Existen determinadas épocas, incluso siglos, en que las artes y las letras cambiaron de naturaleza y de ambición, como sucedió en los primeros tiempos de nuestra historia. También, como, como no podía ser de otra manera, ocurrió en el resto del mundo. Cosa que bien sabemos por la Historia. Hablar de esto, nos lleva a clarificar tantos acontecimientos como han sucedido a la humanidad. “La aventura de Gilgamesh”, por ejemplo, es un caso que convendría tener en cuenta. Cada país se siente interpretado por la literatura y el arte de su tiempo. Para los poetas españoles del siglo de oro, Cervantes era un poeta de segunda fila y otros como Gutiérrez de Cetina o el manchego de Valdepeñas Bernardo de Valbuena tampoco fueron suficientemente valorados.
En la medida en que seamos capaces de aplicar nuestra circunstancia para agregar desde ella la experiencia de los demás habremos creado una ampliación de nuestro sistema imaginativo. Y a este tipo de lectura he dedicado algunas en estas tardes calurosas de agosto, y más concretamente a don José de Echegaray, premio nobel de literatura, el poeta más maltratado de nuestras letras españolas. En mis viajes a la ciudad de México, Cuba, Guatemala y otras naciones de aquel continente escuché cuál era el desprecio que literariamente se sentía por nuestro compatriota, fallecido en Madrid el 14 de septiembre de hace ahora ochenta y cuatro años, cuando España comenzaba “a estar sin pulso”, según pensaba la clase intelectual, y llevaban toda razón del mundo.

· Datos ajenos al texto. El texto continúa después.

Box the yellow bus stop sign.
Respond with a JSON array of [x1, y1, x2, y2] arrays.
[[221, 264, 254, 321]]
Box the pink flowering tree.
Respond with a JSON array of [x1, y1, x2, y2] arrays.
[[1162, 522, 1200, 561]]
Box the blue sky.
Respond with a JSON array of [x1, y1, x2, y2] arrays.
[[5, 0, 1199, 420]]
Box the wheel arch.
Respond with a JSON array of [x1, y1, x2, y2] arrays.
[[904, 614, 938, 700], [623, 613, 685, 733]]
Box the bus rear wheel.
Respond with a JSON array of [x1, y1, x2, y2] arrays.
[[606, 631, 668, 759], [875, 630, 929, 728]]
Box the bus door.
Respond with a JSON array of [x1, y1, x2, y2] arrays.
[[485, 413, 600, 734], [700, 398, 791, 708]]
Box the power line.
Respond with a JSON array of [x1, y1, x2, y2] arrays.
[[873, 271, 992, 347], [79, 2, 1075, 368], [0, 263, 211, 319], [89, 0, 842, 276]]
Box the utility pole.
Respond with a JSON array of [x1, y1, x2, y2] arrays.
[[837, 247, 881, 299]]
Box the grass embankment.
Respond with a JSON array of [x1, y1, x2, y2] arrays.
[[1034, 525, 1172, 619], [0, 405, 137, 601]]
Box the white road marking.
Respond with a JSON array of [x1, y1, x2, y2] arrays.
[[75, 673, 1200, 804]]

Va a hacer casi un siglo de todo esto. Un siglo de la muerte de José de Echegaray, del derrumbamiento del imperio español y de la llegada de la lengua española a las américas, un autor tan celebrado en aquellos países como también entre los españoles. Recuerdo mi admiración y amistad con el actor Ricardo Calvo, intérprete insuperable de José de Echegaray y de otros dramaturgos importantes de aquellos tiempos. Otro de los autores que gozaron de gran prestigio entre el público que acudía a los espectáculos teatrales era Joaquín Dicenta, el cual introdujo su drama “Juan José,” dando a conocer el teatro social en España. Siempre que se le entrevistaba se refería a este gran fenómeno escénico del “Juan José”,
Ramón Gómez de la Serna escribió en su biografía sobre Ramón María de Valle-Inclán que la palabra alta de los críticos del Noventa y Ocho era “admirable”, mientras que la baja era “imbécil”. Con la primera se aludía especialmente al ínclito Rubén Darío, lo cual me parece acertado desde cualquier punto de vista con su obra; la segunda, que se referían a don José de Echegaray, no puede parecerme acertada. No se trata de la palabra adecuada para definir al autor. Azorín, hoy tan olvidado, escribió en aquella época que en el periodo de 1870 a 1898 el teatro de Echegaray ha sugestionado al tipo medio del español y ha determinado en la sociedad literaria una porción de ramificaciones y derivaciones sumamente sutiles y complejas, que no debemos echar en olvido el empuje del dramaturgo, el primero que ganó el premio Nobel nacido en España.